The vavilovian mimicry is named after Nikolai Vavilov (in Russian Николай Иванович Вавилов) (Moscow, 25 November 1887 – Saratov, 26 January 1943) who was a Russian agronomist, botanist and geneticist.
Nikolai Vavilov had the merit of identifying the center of origin of the cultivated plants.
It is known how the selection against weeds can be triggered by separating its seeds from those of infested domestic crops through physical separation mechanisms such as the use of the sieve.
This operation has been done manually since Neolithic times, and in more recent years mechanically thanks to agricultural engineering.
In fact, vavilovian mimicry is a good example of selection practiced involuntarily by man.
In fact, even if farmers may be aware of their impact on the gene pool of local wild vegetation, these effects go beyond the primary objective and can also harm the crops concerned.

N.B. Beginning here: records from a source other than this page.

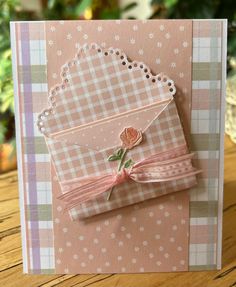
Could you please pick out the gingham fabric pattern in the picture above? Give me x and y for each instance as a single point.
(72, 161)
(111, 83)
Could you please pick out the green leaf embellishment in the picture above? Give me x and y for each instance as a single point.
(117, 155)
(113, 158)
(128, 163)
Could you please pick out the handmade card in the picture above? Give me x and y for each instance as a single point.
(120, 130)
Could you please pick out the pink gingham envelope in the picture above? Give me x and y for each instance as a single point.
(103, 92)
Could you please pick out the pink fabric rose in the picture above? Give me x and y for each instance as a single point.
(131, 137)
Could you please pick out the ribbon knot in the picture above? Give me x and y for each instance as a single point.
(165, 166)
(121, 177)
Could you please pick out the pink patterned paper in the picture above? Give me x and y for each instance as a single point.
(160, 54)
(101, 93)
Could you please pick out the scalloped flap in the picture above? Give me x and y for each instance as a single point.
(99, 84)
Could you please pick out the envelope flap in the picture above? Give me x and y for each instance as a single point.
(104, 134)
(98, 84)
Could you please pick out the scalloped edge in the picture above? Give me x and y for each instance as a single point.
(125, 61)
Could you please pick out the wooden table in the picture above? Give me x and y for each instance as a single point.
(11, 259)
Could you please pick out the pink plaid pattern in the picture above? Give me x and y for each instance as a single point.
(98, 84)
(83, 99)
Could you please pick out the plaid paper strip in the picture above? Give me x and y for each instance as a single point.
(206, 130)
(30, 85)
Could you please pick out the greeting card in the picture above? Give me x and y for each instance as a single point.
(120, 144)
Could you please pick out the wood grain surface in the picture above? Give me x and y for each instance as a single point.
(11, 257)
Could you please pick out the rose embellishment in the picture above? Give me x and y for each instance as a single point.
(130, 138)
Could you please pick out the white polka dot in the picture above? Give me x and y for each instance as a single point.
(145, 243)
(136, 249)
(176, 51)
(132, 41)
(113, 235)
(120, 243)
(167, 214)
(151, 255)
(151, 214)
(157, 236)
(59, 208)
(69, 36)
(161, 206)
(167, 35)
(58, 261)
(122, 228)
(141, 228)
(95, 240)
(162, 27)
(166, 255)
(140, 51)
(174, 227)
(128, 235)
(179, 248)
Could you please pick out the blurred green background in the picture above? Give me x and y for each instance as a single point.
(11, 10)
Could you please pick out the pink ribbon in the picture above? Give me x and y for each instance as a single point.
(166, 166)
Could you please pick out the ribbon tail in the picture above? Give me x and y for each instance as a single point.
(87, 192)
(168, 170)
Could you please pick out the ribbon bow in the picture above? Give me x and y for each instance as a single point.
(166, 166)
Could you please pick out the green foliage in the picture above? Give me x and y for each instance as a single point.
(201, 9)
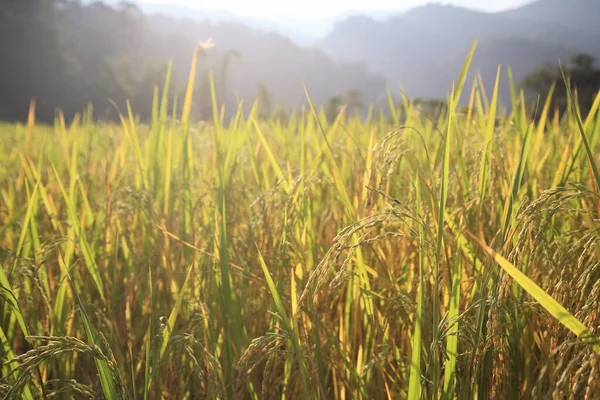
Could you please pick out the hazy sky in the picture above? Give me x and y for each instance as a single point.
(317, 9)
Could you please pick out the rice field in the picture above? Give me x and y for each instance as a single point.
(382, 258)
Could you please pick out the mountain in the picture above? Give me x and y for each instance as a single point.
(424, 49)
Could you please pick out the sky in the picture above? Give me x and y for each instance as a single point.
(319, 9)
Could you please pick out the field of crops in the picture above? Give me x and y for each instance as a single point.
(370, 259)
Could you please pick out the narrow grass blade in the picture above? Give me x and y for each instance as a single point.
(544, 299)
(90, 261)
(174, 313)
(450, 377)
(107, 380)
(577, 114)
(414, 383)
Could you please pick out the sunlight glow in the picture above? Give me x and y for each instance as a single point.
(319, 9)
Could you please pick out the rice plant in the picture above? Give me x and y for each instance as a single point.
(306, 259)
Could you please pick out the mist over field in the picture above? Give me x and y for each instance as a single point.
(268, 200)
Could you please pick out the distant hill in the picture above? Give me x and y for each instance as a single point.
(423, 49)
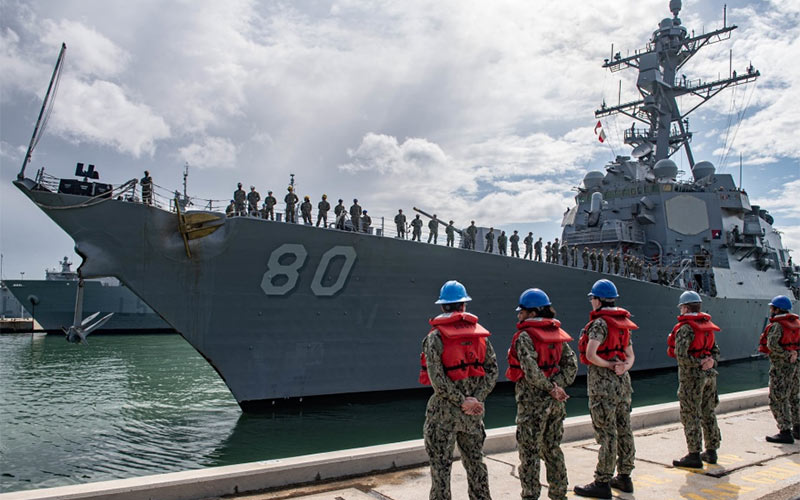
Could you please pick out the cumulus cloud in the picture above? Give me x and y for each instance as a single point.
(384, 154)
(210, 152)
(102, 113)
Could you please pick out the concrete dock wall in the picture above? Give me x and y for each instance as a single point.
(270, 474)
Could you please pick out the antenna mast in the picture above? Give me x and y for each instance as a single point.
(36, 130)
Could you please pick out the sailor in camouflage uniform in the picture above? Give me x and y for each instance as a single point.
(458, 361)
(514, 244)
(781, 341)
(605, 346)
(542, 364)
(692, 343)
(269, 206)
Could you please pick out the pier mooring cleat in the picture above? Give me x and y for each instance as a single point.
(783, 437)
(594, 489)
(709, 456)
(691, 461)
(622, 482)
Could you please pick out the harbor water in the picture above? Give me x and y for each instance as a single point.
(133, 405)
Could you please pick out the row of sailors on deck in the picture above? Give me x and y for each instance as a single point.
(247, 204)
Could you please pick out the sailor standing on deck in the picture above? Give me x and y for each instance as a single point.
(269, 206)
(355, 215)
(147, 188)
(514, 239)
(541, 363)
(305, 210)
(528, 241)
(605, 347)
(322, 211)
(416, 229)
(458, 361)
(502, 240)
(781, 342)
(450, 231)
(337, 211)
(433, 229)
(253, 197)
(692, 343)
(489, 241)
(239, 197)
(472, 232)
(291, 200)
(400, 222)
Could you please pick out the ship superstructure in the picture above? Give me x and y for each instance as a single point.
(703, 232)
(288, 311)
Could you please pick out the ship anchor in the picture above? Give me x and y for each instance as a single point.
(81, 328)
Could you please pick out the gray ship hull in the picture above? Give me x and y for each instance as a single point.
(56, 306)
(291, 311)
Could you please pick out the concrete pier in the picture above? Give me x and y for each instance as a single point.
(749, 467)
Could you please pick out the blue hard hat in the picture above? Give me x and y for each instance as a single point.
(604, 289)
(689, 297)
(533, 297)
(782, 302)
(453, 292)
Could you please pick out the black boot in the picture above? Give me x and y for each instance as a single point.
(784, 437)
(692, 461)
(709, 456)
(622, 482)
(594, 489)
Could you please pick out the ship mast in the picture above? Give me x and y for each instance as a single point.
(658, 64)
(36, 130)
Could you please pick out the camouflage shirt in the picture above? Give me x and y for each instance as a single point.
(603, 381)
(689, 365)
(535, 387)
(777, 354)
(444, 406)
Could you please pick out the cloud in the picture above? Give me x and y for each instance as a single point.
(210, 152)
(91, 54)
(101, 112)
(384, 154)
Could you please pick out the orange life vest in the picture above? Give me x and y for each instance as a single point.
(619, 334)
(703, 329)
(548, 340)
(464, 346)
(791, 333)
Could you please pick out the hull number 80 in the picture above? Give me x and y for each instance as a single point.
(291, 271)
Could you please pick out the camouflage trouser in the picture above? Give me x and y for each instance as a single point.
(612, 430)
(439, 443)
(539, 437)
(698, 399)
(784, 398)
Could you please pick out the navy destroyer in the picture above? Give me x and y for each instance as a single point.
(52, 302)
(290, 311)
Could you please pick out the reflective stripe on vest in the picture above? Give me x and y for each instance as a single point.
(464, 346)
(548, 340)
(704, 337)
(619, 334)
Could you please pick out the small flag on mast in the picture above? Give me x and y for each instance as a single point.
(601, 136)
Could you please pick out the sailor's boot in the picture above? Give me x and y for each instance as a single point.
(594, 489)
(692, 461)
(784, 437)
(622, 482)
(709, 456)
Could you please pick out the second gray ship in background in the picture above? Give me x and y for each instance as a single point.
(288, 311)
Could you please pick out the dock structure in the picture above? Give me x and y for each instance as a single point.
(748, 468)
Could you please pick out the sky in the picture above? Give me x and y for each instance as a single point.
(468, 109)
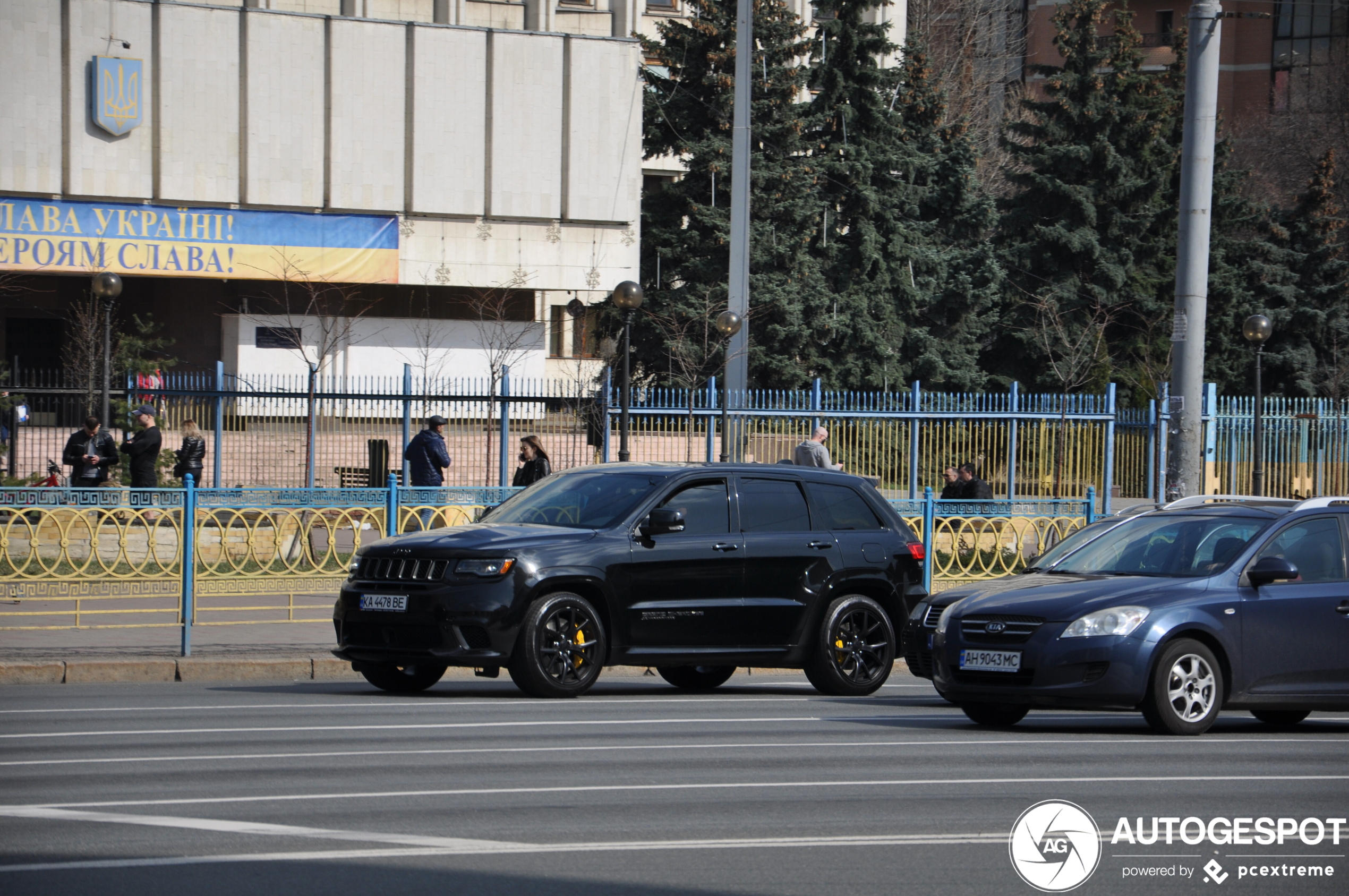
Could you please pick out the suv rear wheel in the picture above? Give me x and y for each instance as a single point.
(1185, 693)
(560, 648)
(696, 678)
(401, 679)
(855, 651)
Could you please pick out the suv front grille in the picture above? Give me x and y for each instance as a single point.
(975, 629)
(403, 570)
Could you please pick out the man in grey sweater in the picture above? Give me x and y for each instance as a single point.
(813, 451)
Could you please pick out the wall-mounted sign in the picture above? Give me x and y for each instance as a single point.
(119, 88)
(157, 241)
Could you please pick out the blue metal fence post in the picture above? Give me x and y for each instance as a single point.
(816, 404)
(220, 424)
(928, 523)
(188, 558)
(1109, 451)
(391, 508)
(605, 408)
(1210, 438)
(503, 463)
(916, 392)
(1152, 447)
(408, 421)
(711, 419)
(1013, 405)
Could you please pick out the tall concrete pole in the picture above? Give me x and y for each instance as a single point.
(738, 284)
(1185, 465)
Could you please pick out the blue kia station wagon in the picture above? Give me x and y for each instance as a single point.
(1212, 602)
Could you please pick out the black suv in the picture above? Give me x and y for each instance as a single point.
(691, 568)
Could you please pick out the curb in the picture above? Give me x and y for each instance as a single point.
(245, 670)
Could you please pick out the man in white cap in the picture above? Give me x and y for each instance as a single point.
(813, 451)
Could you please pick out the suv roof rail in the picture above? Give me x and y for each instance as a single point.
(1322, 502)
(1196, 501)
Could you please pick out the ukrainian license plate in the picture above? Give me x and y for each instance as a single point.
(393, 602)
(991, 660)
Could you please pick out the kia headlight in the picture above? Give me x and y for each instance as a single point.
(485, 568)
(1111, 621)
(946, 617)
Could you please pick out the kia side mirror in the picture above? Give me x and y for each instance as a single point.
(663, 521)
(1271, 570)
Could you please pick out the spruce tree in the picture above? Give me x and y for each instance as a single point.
(686, 223)
(1085, 257)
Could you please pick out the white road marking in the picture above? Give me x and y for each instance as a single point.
(725, 786)
(766, 842)
(488, 725)
(1030, 741)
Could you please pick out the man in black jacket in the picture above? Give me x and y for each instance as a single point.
(143, 448)
(89, 453)
(975, 489)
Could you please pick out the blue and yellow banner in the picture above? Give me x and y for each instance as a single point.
(159, 241)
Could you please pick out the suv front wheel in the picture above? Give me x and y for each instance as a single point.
(560, 648)
(855, 651)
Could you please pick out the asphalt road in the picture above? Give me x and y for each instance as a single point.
(761, 787)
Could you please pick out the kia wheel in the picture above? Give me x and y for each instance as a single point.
(1185, 693)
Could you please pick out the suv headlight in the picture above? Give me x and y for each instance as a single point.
(946, 617)
(1111, 621)
(485, 567)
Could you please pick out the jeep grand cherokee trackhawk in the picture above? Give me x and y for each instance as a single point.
(694, 570)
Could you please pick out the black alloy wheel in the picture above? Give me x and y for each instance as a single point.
(856, 650)
(1280, 718)
(401, 679)
(560, 650)
(995, 714)
(696, 678)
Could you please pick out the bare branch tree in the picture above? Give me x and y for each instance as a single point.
(505, 335)
(1073, 342)
(319, 318)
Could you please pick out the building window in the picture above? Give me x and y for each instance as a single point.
(277, 338)
(556, 325)
(1303, 31)
(586, 334)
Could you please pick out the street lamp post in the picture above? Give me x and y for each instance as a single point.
(728, 325)
(108, 288)
(1258, 331)
(628, 296)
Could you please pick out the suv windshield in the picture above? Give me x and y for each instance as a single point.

Farmers try to hinder the growth of weeds increasingly similar to the cultivated plantation, which could therefore get confused and not be identified, but the only other option would be to let the weed develop and allow it to contend for sunlight and nutrients with crops.
Similar situations can cause resistance to antibiotics and herbicides.
This phenomenon can be contrasted with other forms of artificial selection that act in more favorable directions, such as genealogical selection.
Thanks to the acquisition of many useful qualities through the submission to these selective pressures, some wild plants, through a mechanism, called vavilovian mimicry, can in some cases be domesticated and cultivated in turn.
This phenomenon was identified by the Russian agronomist Vavilov who called these domesticated weeds “secondary crops”.